An article by Subodh Mishra, head of communications at ISS, says: “Golden parachutes cushion corporate leaders from the financial risks of a sudden exit by promising substantial severance packages, particularly where there is a change in control.
“From the shareholder perspective, though, they are costly outlays that fail to pay for performance. With challenging macroeconomic factors and recession worries top of mind in the last several years, shareholders and corporate governance advocates are showing increased interest in curbing excessive CEO and executive financial windfalls upon termination.”
This year’s concern
Figures show that since January 2020, there have been 61 shareholder proposals concerned about golden parachutes, with 41 of those in 2023 alone.
Research by ISS reveals that the average golden parachute has dropped in value from an average of $13.1m in 2022 to $10.3m in the last year.
ISS says many of the shareholder concerns stem from golden parachutes that follow mergers and takeovers.
Proposals argue that managers should remain focused on “performance” instead of pursuing “business combinations that would not be well aligned, resulting in costly termination packages”.
If the US economy worsens, there is concern that there may be more parachutes on the way.
High-profile examples include three Twitter executives who attracted headlines around the world when it was revealed that together they would receive $122m in “separation payments”.
Flight risk
Alaska Air saw so much dissent from shareholders over golden parachutes that its board agreed a policy that “requires shareholder ratification for new or renewed severance agreements” if their value topped 2.99 times the sum of an executive’s salary plus bonus.
Another company, Spirit AeroSystems, put in place a policy that shareholders have to approve cash severances worth more than the 2.99 times.
In the UK, severance payments often make news, too. The most recent to cause headlines was that given to NatWest Group CEO Alison Rose, who left the bank after revealing information about client Nigel Farage to a journalist.
Rose was recently told she would not receive almost £7.6m of her potential payment because she did not meet the terms of “good leaver” status under her contract.

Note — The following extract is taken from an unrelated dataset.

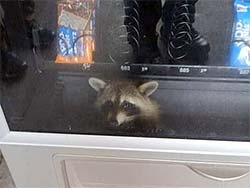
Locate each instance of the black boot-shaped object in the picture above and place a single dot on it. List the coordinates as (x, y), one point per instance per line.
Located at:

The UK debate often comes under the term “rewards for failure”, though it is bound up in a general debate about executive pay. A new version of the UK’s corporate governance code, due to be published in January, could strengthen oversight of executive pay with demands for more reporting on “malus and claw back”, provisions that allow companies to cut or reclaim bonuses if performance falls short or companies are forced to reastate their results.
Mishra concludes that time will tell if “say on golden parachutes” will gain momentum in the US. “Either way,” he adds, “attention on the topic now suggests that it is an important compensation and shareholder rights issue that is meant to ensure that corporate managements are properly and prudently incentivised to run successful companies for the long term—paid fairly for true performance, but not overcompensated for exit strategies.”